発達障害サポーター50 地域から広域エリアでの支援活動

発達障害児の支援団体とフードバンクの運営団体に関わっていると、同じ社会的障壁があることに気がつきます。
発達障害児を支援する施設は、できるだけ生活圏に近いところにあるほうがよいと思って、空白地域に新設することを考える人が多くいます。通所タイプの施設では保護者の送り迎えも大変で、できれば距離も移動時間も短いほうがよいと判断されるからです。
フードバンクは、遠くまで食品を取りに行くのは大変で、宅配するにしても近ければ頻繁に届けられる、届ける側も効率よく回れるということがあります。そこで空白地域があれば、そこに施設を設けることが考えられます。

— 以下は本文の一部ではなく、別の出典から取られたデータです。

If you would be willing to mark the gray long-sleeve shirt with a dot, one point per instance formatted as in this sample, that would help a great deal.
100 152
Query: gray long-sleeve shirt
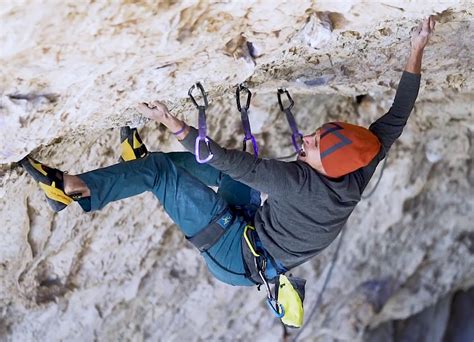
305 211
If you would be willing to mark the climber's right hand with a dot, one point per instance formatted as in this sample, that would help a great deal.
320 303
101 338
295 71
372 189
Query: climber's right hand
155 110
421 34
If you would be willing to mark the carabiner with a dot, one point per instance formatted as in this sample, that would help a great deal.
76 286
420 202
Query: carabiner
202 127
296 136
280 102
245 119
237 96
276 308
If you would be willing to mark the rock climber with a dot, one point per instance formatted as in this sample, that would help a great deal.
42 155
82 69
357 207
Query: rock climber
309 200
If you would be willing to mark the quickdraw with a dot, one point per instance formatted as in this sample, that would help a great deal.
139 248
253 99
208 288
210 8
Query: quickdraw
296 136
245 118
202 137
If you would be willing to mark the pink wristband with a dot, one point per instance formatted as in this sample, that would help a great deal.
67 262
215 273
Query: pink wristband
180 131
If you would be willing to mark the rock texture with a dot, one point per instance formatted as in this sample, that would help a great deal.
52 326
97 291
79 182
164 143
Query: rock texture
71 74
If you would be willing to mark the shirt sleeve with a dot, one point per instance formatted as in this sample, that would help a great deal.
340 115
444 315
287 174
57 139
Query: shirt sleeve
390 126
270 176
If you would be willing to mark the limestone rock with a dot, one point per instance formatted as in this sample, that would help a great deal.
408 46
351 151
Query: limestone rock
72 73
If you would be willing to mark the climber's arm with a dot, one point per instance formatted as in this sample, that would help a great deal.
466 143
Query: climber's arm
390 126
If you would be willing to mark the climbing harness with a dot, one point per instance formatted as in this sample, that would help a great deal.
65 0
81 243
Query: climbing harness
245 118
287 301
296 136
260 263
202 137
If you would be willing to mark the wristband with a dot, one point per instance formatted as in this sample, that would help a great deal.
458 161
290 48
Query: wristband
180 131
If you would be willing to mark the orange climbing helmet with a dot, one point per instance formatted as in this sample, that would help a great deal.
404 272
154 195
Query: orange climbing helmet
345 148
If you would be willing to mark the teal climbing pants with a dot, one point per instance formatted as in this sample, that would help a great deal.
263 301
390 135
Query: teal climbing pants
182 187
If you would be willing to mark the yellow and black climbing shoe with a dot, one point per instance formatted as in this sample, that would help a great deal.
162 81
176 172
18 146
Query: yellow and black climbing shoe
132 145
50 181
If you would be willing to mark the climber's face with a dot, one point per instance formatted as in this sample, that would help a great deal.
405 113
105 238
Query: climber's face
310 153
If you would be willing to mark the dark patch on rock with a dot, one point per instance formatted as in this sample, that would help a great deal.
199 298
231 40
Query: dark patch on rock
467 238
378 291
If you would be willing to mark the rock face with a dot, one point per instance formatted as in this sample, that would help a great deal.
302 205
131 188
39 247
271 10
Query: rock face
72 73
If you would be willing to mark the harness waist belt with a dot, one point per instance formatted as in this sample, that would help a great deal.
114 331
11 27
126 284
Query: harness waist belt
208 236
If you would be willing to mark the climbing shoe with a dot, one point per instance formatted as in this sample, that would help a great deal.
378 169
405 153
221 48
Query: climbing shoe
132 145
50 181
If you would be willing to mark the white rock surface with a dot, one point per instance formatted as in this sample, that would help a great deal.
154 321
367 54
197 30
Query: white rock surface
71 73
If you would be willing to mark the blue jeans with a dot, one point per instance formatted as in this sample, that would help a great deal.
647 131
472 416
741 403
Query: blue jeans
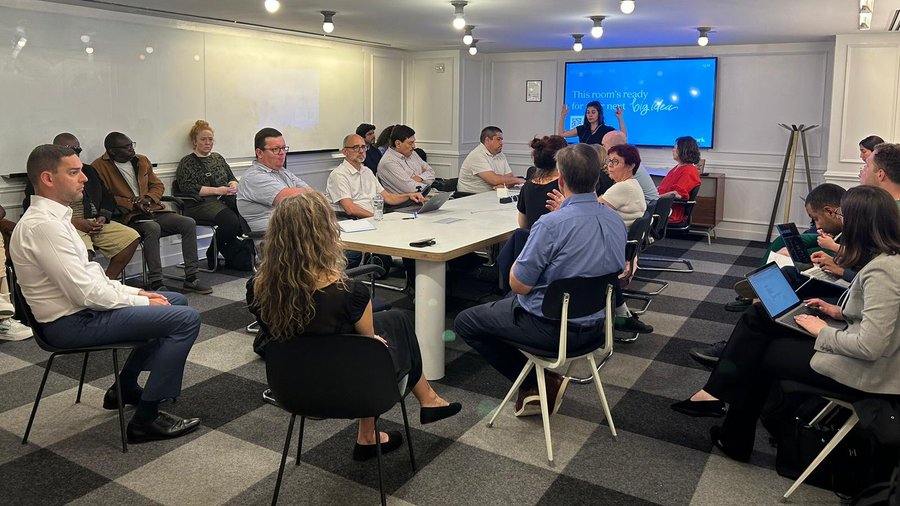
169 332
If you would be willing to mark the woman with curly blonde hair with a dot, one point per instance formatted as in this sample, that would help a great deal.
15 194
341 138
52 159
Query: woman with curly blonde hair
300 288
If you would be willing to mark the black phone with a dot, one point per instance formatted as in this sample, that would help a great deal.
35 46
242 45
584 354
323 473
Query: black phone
421 243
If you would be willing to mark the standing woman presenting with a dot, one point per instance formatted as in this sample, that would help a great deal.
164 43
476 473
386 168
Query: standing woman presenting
593 129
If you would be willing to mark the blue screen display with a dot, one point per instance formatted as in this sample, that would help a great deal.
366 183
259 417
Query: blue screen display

その地域に寄付をしていただける会社や店舗などがあればよいわけで、そのような地域が選択されやすいのですが、受け取りに来る方、届ける先が近いと思っていたら、案外と違っていることがあります。話をしてみると、遠方から受け取りに来ている人が思った以上に多いのです。
その地域にもフードバンクがあることを教えてあげると、「近いところで受け取りたくない」という声が聞こえてきます。コロナ禍だけでなく、生活が苦しくなっているのは本人のせいだけではない、誰でも、いつでもフードバンクが必要になるかもわからない時代だけに、周囲の目を気にすることなく利用してほしいと思うのですが、同じように思わない人も多くいるのです。
それと同じようなことが発達障害児の支援でも起こっています。生活圏の近くの施設に子どもを通わせると発達障害児であることがわかってしまう、そのことで支障が出ることを恐れて、わざわざ遠くの施設を利用している保護者も案外と多いのです。
発達障害児支援施設は、その内容と対応も大事ですが、それと同時に近所の目を気にして、生活圏から離れた遠いところに通わせるということがないように、社会的障壁を取り除く活動にも力を注ぐ必要があります。
生活圏ではないところでの支援を求める保護者の存在に気づかない自治体も存在しています。そのことに気づいていても、自治体は活動範囲が限られているので対応ができないということもあります。
発達障害の社会的障壁が取り除けていない現状では、生活圏の地域だけでなく、広域エリアでの支援活動をするように自治体の連携、施設の連携も重要であると考えます。だから、発達障害の理解を進めるサポーターの普及と育成を早めたいと強く認識しています。